Other have already made some good points, the difficulty or resource poverty to repair damaged buildings, and cultural changes that meant some buildings suddenly become undesirable.

At which point they have often been converted into a five fingered discount quarry.

They have been very, very vulnerable to resource looting. Sometimes for ordinary buildings, sometimes for other monuments and other religious buildings.

Often new churches were built on the same site as the former temples, renovating or reusing older parts of the structures.

Some were also used as churches without much adaptation, like the Pantheon, which is still to this day an active church. Though a pope did mug it during the 17th century and absconded with a lot of bronze and marble to build the Barberini Palace.

In the eastern part of the roman empire (byzantine empire) many temples and shrines were demolished by decree and reused to build new churches.

A church in Hagios Kosmas used stones and columns from a shrine to Aphrodite.

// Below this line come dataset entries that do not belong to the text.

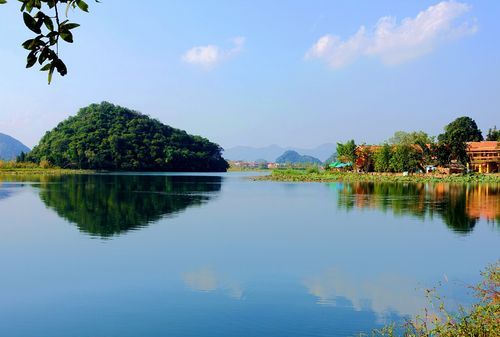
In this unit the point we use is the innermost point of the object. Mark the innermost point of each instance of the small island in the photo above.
(110, 137)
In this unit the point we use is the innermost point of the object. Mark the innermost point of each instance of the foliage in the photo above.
(293, 157)
(49, 29)
(11, 147)
(410, 138)
(108, 137)
(334, 176)
(331, 159)
(365, 158)
(481, 320)
(461, 129)
(383, 158)
(406, 158)
(493, 134)
(441, 153)
(456, 136)
(347, 152)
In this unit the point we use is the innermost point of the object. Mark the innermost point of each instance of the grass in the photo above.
(15, 168)
(291, 175)
(482, 319)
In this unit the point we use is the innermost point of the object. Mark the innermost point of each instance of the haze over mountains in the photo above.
(10, 147)
(272, 152)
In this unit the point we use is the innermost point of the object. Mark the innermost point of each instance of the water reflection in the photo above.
(207, 280)
(8, 189)
(385, 295)
(460, 206)
(106, 205)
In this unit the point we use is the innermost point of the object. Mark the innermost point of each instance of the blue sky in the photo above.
(293, 73)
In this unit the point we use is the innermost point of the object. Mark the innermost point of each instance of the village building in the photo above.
(484, 156)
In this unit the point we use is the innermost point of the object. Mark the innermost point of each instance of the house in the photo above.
(484, 156)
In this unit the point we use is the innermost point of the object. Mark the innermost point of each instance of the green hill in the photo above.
(293, 157)
(109, 137)
(10, 147)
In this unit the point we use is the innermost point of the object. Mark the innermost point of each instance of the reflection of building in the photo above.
(460, 206)
(483, 202)
(484, 156)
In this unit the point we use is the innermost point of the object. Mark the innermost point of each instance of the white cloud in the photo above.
(395, 42)
(211, 55)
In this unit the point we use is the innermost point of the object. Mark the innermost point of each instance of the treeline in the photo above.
(108, 137)
(413, 151)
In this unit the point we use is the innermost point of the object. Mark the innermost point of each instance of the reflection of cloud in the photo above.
(382, 294)
(207, 280)
(201, 280)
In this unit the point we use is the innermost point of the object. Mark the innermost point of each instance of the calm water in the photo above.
(220, 255)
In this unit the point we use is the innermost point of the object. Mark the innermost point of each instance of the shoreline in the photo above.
(42, 171)
(302, 176)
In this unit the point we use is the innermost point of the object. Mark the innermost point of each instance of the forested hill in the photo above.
(293, 157)
(10, 147)
(109, 137)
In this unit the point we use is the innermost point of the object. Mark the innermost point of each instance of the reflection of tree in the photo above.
(7, 190)
(460, 206)
(105, 205)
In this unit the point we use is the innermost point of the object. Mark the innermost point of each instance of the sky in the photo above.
(255, 73)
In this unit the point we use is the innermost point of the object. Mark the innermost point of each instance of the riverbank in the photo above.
(328, 176)
(41, 171)
(15, 168)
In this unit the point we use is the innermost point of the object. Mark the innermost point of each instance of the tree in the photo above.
(462, 129)
(383, 158)
(441, 153)
(44, 47)
(493, 134)
(406, 158)
(108, 137)
(457, 134)
(347, 152)
(410, 138)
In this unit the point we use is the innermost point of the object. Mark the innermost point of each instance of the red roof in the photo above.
(484, 146)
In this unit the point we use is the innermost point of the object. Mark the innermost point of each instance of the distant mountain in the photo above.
(294, 157)
(271, 152)
(10, 147)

As far as researchers can tell just about every bit of that shrine is gone and more or less recycled into various structures, some which are also long gone by now.

Quite a bit of the Colosseum that had been damaged by earthquakes and then some was carted off to build medieval and renaissance Rome, until a pope in 1744 put his slipper down and banned the practice as well as declaring it a protected site that could not be demolished. Parts of it is in Barberini Palace, Piazza Venezia and St. Peter’s.

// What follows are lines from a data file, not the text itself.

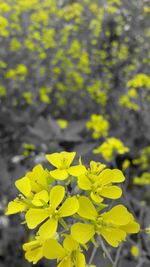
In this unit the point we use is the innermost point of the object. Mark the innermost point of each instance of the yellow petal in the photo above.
(82, 233)
(62, 159)
(48, 229)
(55, 159)
(86, 208)
(80, 260)
(53, 250)
(15, 207)
(112, 192)
(57, 194)
(131, 228)
(35, 216)
(84, 183)
(34, 255)
(38, 178)
(96, 198)
(68, 157)
(24, 186)
(70, 244)
(40, 198)
(66, 262)
(118, 215)
(111, 176)
(69, 207)
(30, 245)
(77, 170)
(113, 236)
(59, 174)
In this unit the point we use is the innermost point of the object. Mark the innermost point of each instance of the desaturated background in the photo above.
(60, 62)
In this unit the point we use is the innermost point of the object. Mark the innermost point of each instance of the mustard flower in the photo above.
(33, 188)
(113, 225)
(101, 185)
(34, 249)
(52, 212)
(62, 162)
(68, 255)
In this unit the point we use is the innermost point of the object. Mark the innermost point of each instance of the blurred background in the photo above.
(75, 76)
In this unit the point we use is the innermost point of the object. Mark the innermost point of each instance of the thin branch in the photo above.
(106, 250)
(92, 255)
(117, 256)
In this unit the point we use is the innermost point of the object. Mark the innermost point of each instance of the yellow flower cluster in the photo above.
(64, 206)
(98, 125)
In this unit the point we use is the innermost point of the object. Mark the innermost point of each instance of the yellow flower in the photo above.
(69, 255)
(112, 225)
(36, 182)
(101, 185)
(135, 251)
(52, 212)
(34, 249)
(62, 162)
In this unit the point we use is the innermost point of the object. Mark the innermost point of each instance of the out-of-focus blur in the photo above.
(75, 76)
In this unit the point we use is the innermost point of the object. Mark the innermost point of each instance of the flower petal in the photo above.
(113, 236)
(77, 170)
(118, 215)
(84, 183)
(24, 186)
(82, 233)
(108, 176)
(96, 198)
(69, 207)
(53, 250)
(57, 194)
(70, 244)
(131, 228)
(59, 174)
(55, 159)
(35, 216)
(40, 198)
(86, 208)
(112, 192)
(34, 255)
(15, 207)
(80, 260)
(48, 229)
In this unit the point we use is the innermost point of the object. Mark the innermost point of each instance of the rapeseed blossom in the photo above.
(101, 185)
(69, 255)
(62, 162)
(113, 225)
(46, 201)
(51, 211)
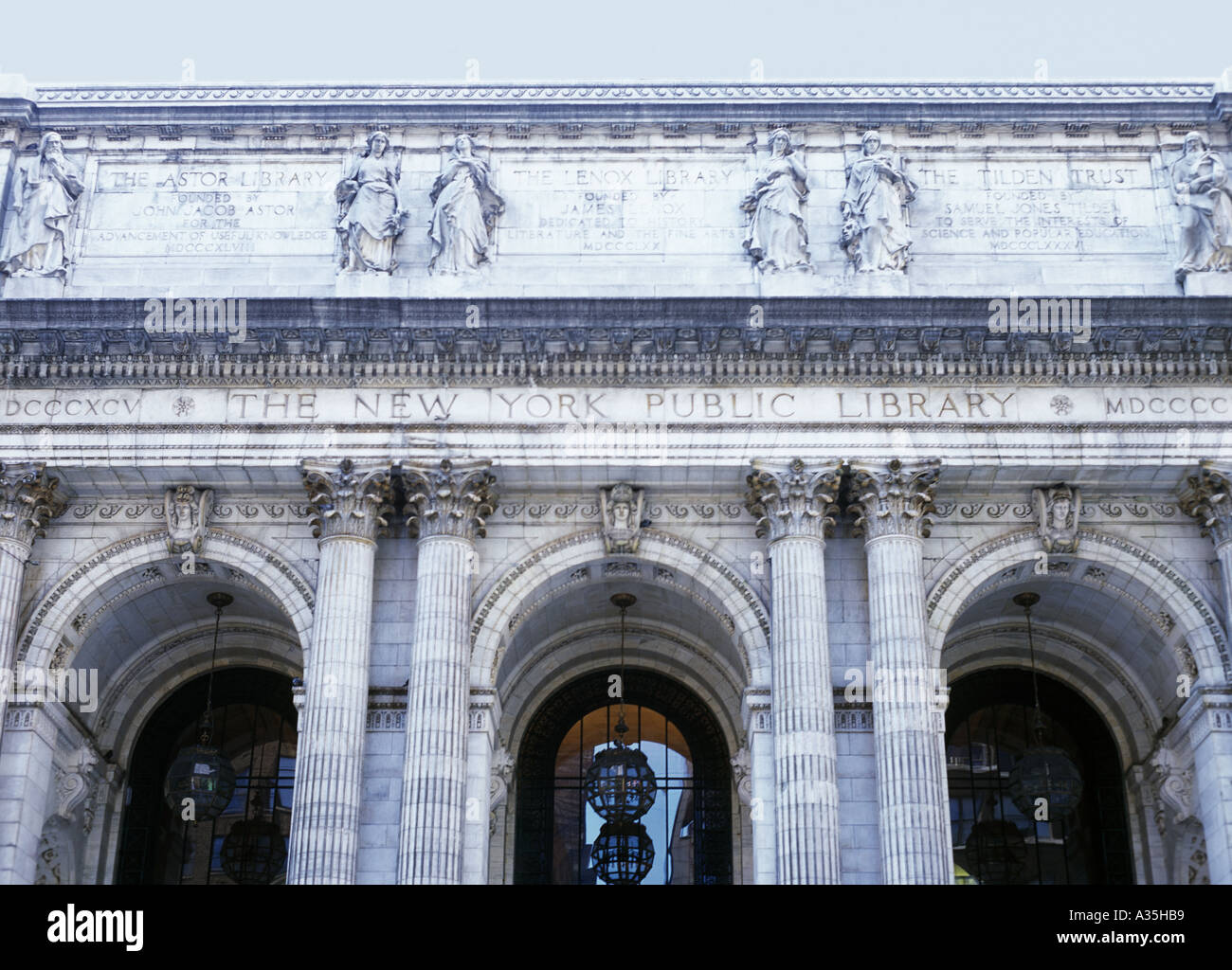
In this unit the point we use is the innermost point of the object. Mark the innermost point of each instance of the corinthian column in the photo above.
(350, 502)
(892, 506)
(444, 508)
(1208, 500)
(792, 505)
(27, 502)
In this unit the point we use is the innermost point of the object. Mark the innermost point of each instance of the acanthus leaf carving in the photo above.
(451, 498)
(346, 497)
(27, 501)
(894, 500)
(792, 500)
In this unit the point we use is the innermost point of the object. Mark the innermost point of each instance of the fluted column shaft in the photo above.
(802, 710)
(792, 505)
(446, 506)
(908, 730)
(329, 767)
(434, 799)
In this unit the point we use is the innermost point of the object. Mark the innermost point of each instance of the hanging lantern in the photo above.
(1045, 771)
(623, 853)
(201, 772)
(620, 784)
(254, 852)
(204, 775)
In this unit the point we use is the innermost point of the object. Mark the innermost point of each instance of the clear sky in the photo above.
(583, 40)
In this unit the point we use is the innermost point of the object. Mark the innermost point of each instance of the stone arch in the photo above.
(1193, 613)
(1120, 698)
(579, 650)
(290, 590)
(173, 658)
(512, 592)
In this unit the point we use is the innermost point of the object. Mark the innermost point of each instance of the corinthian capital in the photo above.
(451, 498)
(792, 500)
(1208, 500)
(348, 498)
(894, 500)
(27, 501)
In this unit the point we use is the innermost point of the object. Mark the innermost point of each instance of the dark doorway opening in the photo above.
(691, 821)
(255, 727)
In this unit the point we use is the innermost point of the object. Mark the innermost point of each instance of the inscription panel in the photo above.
(217, 209)
(1035, 207)
(624, 206)
(666, 406)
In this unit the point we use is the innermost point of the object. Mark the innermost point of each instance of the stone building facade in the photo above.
(824, 375)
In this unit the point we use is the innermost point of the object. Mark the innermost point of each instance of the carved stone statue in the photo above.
(621, 508)
(188, 514)
(1200, 188)
(464, 210)
(1059, 510)
(776, 237)
(500, 777)
(45, 198)
(1174, 783)
(369, 218)
(876, 229)
(56, 864)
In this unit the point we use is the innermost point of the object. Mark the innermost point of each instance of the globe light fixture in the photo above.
(201, 772)
(623, 853)
(621, 788)
(1045, 771)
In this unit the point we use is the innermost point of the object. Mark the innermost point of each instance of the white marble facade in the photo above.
(462, 340)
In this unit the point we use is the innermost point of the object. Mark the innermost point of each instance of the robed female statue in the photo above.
(464, 209)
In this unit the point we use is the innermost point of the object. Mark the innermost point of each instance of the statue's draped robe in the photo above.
(464, 210)
(369, 223)
(878, 204)
(49, 193)
(776, 235)
(1205, 217)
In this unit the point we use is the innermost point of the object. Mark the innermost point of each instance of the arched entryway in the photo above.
(254, 724)
(691, 821)
(989, 726)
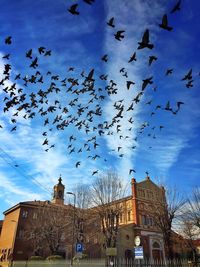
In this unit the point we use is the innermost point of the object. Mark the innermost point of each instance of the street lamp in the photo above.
(13, 242)
(73, 228)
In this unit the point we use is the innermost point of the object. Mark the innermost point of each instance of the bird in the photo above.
(46, 142)
(151, 59)
(29, 54)
(73, 9)
(13, 129)
(111, 22)
(168, 71)
(41, 49)
(179, 103)
(146, 82)
(105, 58)
(145, 41)
(89, 2)
(128, 84)
(95, 172)
(131, 170)
(119, 35)
(78, 163)
(7, 56)
(177, 7)
(164, 25)
(168, 107)
(34, 63)
(188, 76)
(8, 40)
(133, 57)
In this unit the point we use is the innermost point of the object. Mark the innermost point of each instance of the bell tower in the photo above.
(58, 192)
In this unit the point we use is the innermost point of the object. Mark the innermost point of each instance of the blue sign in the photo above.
(79, 247)
(139, 254)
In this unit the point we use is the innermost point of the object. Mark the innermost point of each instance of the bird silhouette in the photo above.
(105, 58)
(132, 58)
(95, 172)
(73, 9)
(89, 2)
(145, 43)
(188, 76)
(151, 59)
(8, 40)
(177, 7)
(111, 22)
(168, 71)
(29, 54)
(78, 163)
(119, 35)
(128, 84)
(131, 170)
(164, 25)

You can find stones from a building dedicated to Ramses II (Died 1213 BC) used miles and miles away from it’s original place to build the gateway for Shoshenq III (Died 798 BC).

For when you still wants that glorious builder prestige but haven’t quite got the same budget. In that case Ramses was from a very different family and time, but Shoseng III wasn’t averse to taking from his direct ancestors either.

Recycled sarcophaguses too. Some previous occupants might have been dumped who knows where, and some found themselves reinterred in less fancy environments with new roommates.

And some dispensed with relocating entirely and just cleared out the previous incumbent, relabeled stuff and moved in after death.

If people ever wonder why we don’t know where more pharaohs, their relatives and other dignitaries mummies are and who’s whom, this is also one of the reasons. You can’t even trust these people to stay in their own graves.